As doctors we learnt anatomy through dissecting dead people. We spent time as clinicians around dead people, what with learning pathology in weekly post mortem examinations. We learnt about life and death, how to keep folk on the right side of the fence. We read old textbooks, thus learnt the thoughts and ideas of people long dead. Doctors mastery over death. Sweet justice, p'raps, that in a similarly necromantic vein patients can now claim dominion over doctors, when their doctor dies, through being able to comment without challenge on said doctor. Well, the doctor may be challenging it, but as I'm not that adept at necromancy, and speaking with the dead being something the NHS isn't yet investing in, it's essentially comment without redress.
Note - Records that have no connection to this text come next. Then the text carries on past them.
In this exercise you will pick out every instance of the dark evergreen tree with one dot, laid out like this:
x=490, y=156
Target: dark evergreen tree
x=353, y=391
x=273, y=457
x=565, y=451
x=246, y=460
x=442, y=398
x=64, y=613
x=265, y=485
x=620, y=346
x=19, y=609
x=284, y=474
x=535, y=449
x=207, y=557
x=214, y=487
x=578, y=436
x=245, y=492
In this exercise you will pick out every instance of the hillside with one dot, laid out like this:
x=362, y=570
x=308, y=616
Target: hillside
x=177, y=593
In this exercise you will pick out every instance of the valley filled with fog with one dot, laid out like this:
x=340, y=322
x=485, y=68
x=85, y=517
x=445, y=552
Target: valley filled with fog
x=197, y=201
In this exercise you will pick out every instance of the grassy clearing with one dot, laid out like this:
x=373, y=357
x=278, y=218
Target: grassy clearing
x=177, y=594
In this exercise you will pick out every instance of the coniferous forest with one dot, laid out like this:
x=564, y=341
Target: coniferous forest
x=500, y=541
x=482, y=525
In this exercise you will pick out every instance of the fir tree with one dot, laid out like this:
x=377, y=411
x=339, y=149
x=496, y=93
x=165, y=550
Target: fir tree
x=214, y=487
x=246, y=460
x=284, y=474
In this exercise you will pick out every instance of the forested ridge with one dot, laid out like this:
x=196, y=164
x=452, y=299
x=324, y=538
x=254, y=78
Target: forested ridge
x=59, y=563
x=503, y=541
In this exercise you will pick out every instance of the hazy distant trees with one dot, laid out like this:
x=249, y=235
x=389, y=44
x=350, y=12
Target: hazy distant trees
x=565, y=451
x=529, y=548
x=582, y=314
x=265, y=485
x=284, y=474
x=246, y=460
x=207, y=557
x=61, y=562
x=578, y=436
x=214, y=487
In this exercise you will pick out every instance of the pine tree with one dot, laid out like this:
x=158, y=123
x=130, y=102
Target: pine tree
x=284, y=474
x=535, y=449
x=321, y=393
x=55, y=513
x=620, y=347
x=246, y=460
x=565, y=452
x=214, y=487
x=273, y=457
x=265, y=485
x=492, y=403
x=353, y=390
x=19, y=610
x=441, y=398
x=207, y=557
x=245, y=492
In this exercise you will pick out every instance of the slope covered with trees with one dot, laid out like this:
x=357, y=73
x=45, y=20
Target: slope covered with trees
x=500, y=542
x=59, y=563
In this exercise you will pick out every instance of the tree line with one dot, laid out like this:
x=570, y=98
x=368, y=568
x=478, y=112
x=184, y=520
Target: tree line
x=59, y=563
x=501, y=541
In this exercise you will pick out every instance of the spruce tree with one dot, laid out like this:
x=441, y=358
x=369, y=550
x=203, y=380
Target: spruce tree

It's this comment without being able to give your side that piques me.
I'm all for patient comment and feedback. My out-patient clinic is a leisurely affair so I'm often sitting in the reception or waiting room and capture what folk are chatting over. I meet with patient representatives twice a month and carer representatives once a month. My Royal College was paid a handsome sum of money to undertake 360 degree appraisal. I listed 30 odd staff I work with, including cleaners, secretaries, nurses, Consultants, anaesthetists, social workers, home care staff, support workers, occupational therapists, CBT practitioners, all sorts. Then I listed 30 consecutive patients I saw. That list went off, I had no say in what happened next. Folk were chosen and sent lengthy questionnaires about me, answers were mailed in sealed envelopes back to the Royal College who collated the information, told me how I came over in loads of domains (ask me about my Emotional Intelligence and I can now tell you!) and critically collated and summarised what my patients think of me. They also gave me a CD with the details. They also compared my results with national averages so I could see how I measured up. At my annual appraisal with the Medical Director in another hospital we went through all these pages, with staff and patient comment being scrutinised and impacting upon my formal annual appraisal (and thus can have impact on my pay).
This is a robust system of feedback, that's pooled and although information from patients is anonymous (so to this day I've no idea who was asked to comment let alone how folk rated me or who said what) to my mind it's fair. I'd no choice in which patient to select so there's no bias. I'd no notion who was contacted. They had no pressure to say anything good or bad, nobody was looking over their shoulder and everything was collated by a reputable third party. Well, the Royal College of Psychiatrists, which is still vaguely reputable, even if they're changing at a pace measurable in geological epochs, but ho hum that's another issue. From 360 degree appraisal, I find patient feedback is invited and is specific (with a structed questionnaire) and so is fair. I'm happy. If this yielded results which were less than favourable I couldn't challenge them with whoever made them but I could try and offer an account in my formal appraisal for why I felt patients had such an experience. I don't know who's said what, I can't challenge them directly but I've got a voice in it all. This seems sensible and just. I'm happy.
If we want patient feedback, let's use comment and complaint systems that are already in place, but also use mechanisms such as 360 degree appraisal.
Using scrurrilous websites that lack credibility, honesty, authenticity or explanation/just redress is A Bad Thing since it's harmful to doctors and isn't helpful for patients. Let's hope the lawyers can effect change, here.